Ainda assim, não o condena a prisão efetiva — depois de ter sido o próprio arguido que, há um ano, pediu à PSP para o prender. Porquê? A lista das razões do tribunal é longa: a confissão, o arrependimento, o medo de voltar a ser preso, o apoio psicológico que tem tido, a consciência da gravidade do que fez, a responsabilidade que sente pelas repercussões negativas na família, o apoio da família e amigos e as suas condições sócio-económicas favoráveis. São, para o tribunal, “fatores positivos inequívocos” e a simples “ameaça” de que os três anos com pena suspensa se possam transformar em pena efetiva “ainda realizam de forma adequada e suficiente as finalidades de punição” — ou seja, bastam como castigo.

Depois, há outro ponto que, para os juízes, precisa de ser esclarecido: L.S. é ou não um pedófilo? O tribunal defende que “o caso concreto sugere a necessidade de uma melhor avaliação/estudo ao nível da personalidade para despiste de eventual conduta parafílica”. E é por isso que, além da pena suspensa, pede que seja feita uma “avaliação psiquiátrica e tratamento da eventual perturbação parafílica de pedofilia”. A este acresce também o tratamento da adição toxicológica.

Desfecho é “quase bárbaro” e “não há nada que permita garantir que esta pessoa não volte a tentar”

A decisão foi a de condenar o arguido a três anos de prisão, com pena suspensa. Isto significa que L.S. não ficará preso, como tinha pedido na noite de 1 de outubro de 2019. Aliás, já estava em liberdade desde o passado dia 3 de setembro. Foi libertado, durante o julgamento, devido a uma alteração da medida de coação — uma decisão que já indiciava que o coletivo de juízes não planeava condená-lo a uma pena de prisão efetiva.
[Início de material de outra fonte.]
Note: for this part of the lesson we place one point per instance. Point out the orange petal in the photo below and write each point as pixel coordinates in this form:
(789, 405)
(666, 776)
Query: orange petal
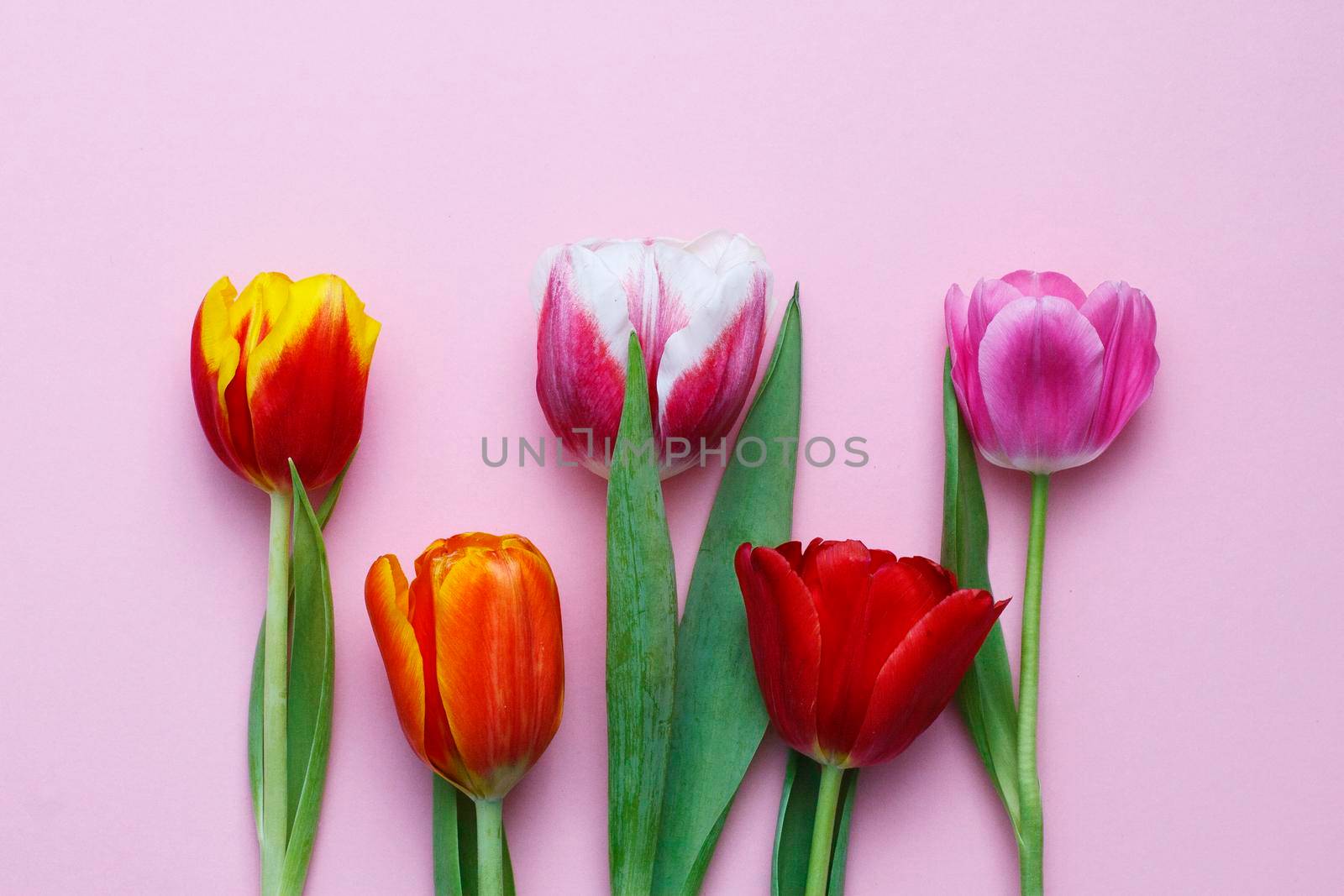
(387, 598)
(308, 351)
(501, 660)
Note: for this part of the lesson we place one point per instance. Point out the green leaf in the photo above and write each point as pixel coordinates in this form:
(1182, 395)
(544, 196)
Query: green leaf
(718, 719)
(985, 694)
(640, 641)
(311, 681)
(793, 828)
(454, 844)
(324, 513)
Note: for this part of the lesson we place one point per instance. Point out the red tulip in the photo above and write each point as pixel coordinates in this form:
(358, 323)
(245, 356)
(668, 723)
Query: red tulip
(280, 372)
(857, 652)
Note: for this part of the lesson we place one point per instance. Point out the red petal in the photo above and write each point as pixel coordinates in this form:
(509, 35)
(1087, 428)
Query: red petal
(921, 676)
(785, 642)
(902, 593)
(837, 574)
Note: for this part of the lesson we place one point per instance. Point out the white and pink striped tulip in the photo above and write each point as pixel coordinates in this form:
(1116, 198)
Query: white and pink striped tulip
(699, 309)
(1047, 376)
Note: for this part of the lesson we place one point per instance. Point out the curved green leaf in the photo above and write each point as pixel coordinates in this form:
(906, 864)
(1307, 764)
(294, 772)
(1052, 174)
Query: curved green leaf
(255, 696)
(311, 683)
(793, 828)
(985, 694)
(718, 718)
(454, 844)
(640, 641)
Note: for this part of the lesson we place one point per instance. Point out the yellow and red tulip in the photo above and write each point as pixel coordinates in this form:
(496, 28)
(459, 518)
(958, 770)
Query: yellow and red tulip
(474, 656)
(280, 372)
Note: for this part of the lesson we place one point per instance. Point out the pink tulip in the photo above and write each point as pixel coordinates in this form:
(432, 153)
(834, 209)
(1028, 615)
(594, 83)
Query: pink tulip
(699, 309)
(1048, 376)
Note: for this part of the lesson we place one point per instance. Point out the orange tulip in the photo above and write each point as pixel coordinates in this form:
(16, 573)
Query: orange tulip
(474, 656)
(280, 372)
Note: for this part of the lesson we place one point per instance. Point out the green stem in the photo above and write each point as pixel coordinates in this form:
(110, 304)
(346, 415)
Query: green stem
(1030, 832)
(823, 828)
(275, 788)
(490, 846)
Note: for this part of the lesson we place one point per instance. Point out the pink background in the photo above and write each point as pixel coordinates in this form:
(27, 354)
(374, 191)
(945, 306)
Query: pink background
(1191, 715)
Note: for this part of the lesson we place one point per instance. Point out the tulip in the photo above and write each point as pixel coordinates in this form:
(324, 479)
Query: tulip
(476, 665)
(279, 372)
(1046, 379)
(857, 653)
(699, 309)
(1047, 376)
(279, 375)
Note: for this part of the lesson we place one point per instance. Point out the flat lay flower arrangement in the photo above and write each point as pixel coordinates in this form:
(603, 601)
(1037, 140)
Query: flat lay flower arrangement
(848, 647)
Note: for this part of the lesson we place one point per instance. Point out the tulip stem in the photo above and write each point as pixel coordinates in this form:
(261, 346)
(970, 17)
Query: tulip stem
(823, 829)
(490, 846)
(275, 794)
(1030, 832)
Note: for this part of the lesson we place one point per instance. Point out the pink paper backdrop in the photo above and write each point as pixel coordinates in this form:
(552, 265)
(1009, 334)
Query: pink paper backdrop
(1189, 711)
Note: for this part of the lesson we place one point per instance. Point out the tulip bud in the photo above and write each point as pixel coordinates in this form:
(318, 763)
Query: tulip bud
(857, 652)
(474, 656)
(280, 372)
(699, 309)
(1047, 376)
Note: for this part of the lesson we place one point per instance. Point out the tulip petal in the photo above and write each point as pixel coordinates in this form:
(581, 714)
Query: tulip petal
(987, 300)
(499, 661)
(722, 249)
(1126, 324)
(785, 636)
(581, 342)
(217, 355)
(921, 676)
(837, 575)
(309, 349)
(1041, 284)
(1041, 369)
(900, 595)
(706, 371)
(386, 595)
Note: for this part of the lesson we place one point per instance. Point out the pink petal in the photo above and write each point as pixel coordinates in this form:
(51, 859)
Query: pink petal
(706, 369)
(1041, 369)
(1128, 327)
(987, 300)
(581, 344)
(956, 304)
(1038, 285)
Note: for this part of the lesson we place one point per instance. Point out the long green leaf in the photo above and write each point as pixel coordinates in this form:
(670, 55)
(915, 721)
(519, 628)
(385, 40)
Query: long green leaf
(312, 671)
(793, 828)
(640, 641)
(454, 844)
(985, 694)
(718, 719)
(324, 513)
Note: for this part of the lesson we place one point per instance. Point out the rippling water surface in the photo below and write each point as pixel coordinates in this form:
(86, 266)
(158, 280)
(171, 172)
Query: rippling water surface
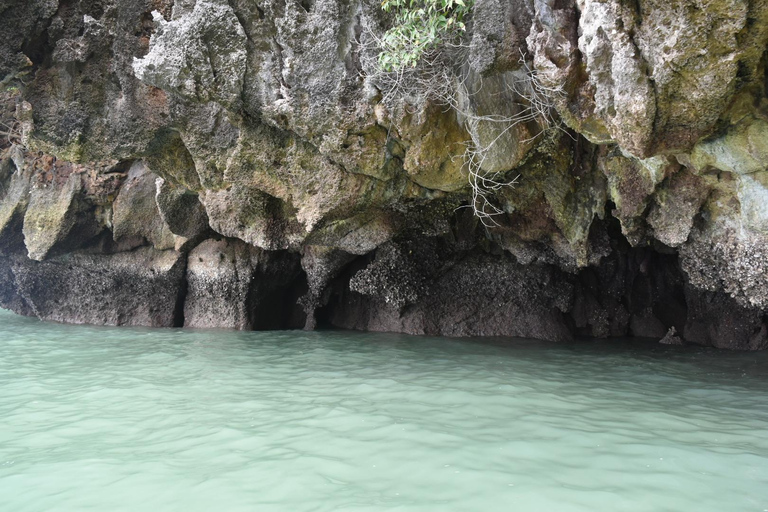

"Este homem veio pedir à justiça que o ajudasse e a justiça não ajuda quando se coloca uma pessoa destas 11 meses numa prisão preventiva"
Miguel Matias, advogado

A obrigação de acompanhamento médico e tratamento é uma “medida preventiva, profilática daquilo que é o seu desejo ou o seu impulso”, nas palavras de Miguel Matias, advogado que representou as vítimas no caso Casa Pia, em declarações à Rádio Observador no dia em que foi conhecida a sentença. No entanto, uma medida que considera pouco eficaz: “É um crime de impulso e há uma tendência para um comportamento parafílico”. “Felizmente, só uma pequena percentagem das pessoas com esta tendência é que passam ao ato físico de abuso sexual das crianças. Mas não há nada que permita garantir que esta pessoa não volte a tentar“, acrescenta.

Pedófilo que pediu para ser preso em liberdade. “Três anos de pena suspensa? É quase bárbaro”

O advogado diz-se “chocado com o tipo de sanção que este homem foi condenado”. “Três anos parece-me quase bárbaro“, diz mesmo. Para Miguel Matias, as falhas começaram logo no momento em que L.S. pediu para ser detido: “Este homem veio pedir à justiça que o ajudasse e a justiça não ajuda quando se coloca uma pessoa destas 11 meses numa prisão preventiva. Não é forma nenhuma de acompanhar e tratar. O nosso sistema prisional não tem meios para acompanhar estas pessoas”.